Occasionally in elementary school, the teacher would ask a question to the whole class and then go around the room and have each student answer. I would tremble in fear, dreading the moment when it would be my turn to say something in front of the whole class, even if it only required a one word answer. Five minutes would stretch into an eternity. As my turn drew closer, my heart would beat faster, my palms would start to sweat, my hands would shake. I couldn’t even listen to what was being said because I had to formulate my answer over and over in my head so I wouldn’t mess it up. Every inch of me was rigid, awaiting the dreaded moment I would have to say something in front of every person in the class.

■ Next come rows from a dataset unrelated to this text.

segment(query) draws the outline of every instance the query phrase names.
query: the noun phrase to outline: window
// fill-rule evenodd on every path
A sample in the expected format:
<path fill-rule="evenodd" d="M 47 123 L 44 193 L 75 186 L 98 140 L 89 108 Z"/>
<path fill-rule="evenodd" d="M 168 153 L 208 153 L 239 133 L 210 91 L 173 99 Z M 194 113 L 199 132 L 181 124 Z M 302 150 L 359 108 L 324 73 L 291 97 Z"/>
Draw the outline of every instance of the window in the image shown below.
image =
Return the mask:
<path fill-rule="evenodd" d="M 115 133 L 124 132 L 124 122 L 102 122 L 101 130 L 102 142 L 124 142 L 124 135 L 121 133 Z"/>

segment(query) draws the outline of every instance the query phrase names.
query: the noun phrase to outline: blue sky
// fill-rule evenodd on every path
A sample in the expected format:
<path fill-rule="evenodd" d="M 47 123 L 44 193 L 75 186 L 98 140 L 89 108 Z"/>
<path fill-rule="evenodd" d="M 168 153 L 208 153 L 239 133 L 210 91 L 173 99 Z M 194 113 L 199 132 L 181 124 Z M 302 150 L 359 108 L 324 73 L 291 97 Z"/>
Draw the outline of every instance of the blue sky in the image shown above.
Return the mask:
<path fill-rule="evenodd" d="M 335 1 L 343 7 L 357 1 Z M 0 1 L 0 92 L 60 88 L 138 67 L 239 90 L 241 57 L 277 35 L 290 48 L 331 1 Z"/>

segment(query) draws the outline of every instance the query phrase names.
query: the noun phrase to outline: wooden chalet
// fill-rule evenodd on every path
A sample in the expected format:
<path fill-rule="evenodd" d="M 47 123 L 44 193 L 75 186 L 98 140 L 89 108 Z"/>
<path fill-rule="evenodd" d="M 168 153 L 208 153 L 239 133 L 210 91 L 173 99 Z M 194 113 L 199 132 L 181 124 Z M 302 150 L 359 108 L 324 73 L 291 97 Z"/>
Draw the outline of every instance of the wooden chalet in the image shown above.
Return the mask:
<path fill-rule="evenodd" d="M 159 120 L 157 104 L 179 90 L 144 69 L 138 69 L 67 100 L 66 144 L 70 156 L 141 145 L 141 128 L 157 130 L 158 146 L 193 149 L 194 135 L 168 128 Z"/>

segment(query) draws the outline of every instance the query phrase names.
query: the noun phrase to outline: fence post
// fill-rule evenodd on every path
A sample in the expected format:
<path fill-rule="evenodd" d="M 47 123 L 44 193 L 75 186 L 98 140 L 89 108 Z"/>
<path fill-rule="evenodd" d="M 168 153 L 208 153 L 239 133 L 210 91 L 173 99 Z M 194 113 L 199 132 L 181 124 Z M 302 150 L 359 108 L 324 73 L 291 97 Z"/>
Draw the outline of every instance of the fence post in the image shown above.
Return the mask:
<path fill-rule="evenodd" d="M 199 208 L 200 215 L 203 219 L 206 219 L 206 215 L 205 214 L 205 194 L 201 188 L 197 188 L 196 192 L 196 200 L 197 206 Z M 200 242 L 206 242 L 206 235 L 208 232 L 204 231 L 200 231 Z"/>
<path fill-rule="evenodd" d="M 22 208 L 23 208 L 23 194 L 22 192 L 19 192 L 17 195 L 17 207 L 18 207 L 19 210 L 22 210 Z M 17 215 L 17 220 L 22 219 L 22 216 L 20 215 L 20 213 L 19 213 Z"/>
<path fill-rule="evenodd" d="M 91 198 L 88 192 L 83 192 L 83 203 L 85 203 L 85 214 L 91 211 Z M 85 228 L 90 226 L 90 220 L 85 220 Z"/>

When it was finally my turn, I would inevitably say it too softly and the teacher would make me repeat it louder.
Fortunately, as I’ve grown up I have somewhat overcome my fear of public speaking, but not completely. I still get nervous. My heart still beats faster and faster as my time to speak approaches. I will never be a stand up comedian or one of those motivational NFL speakers, but at least I don’t have a nervous breakdown when I stand up to speak. That is an accomplishment for me.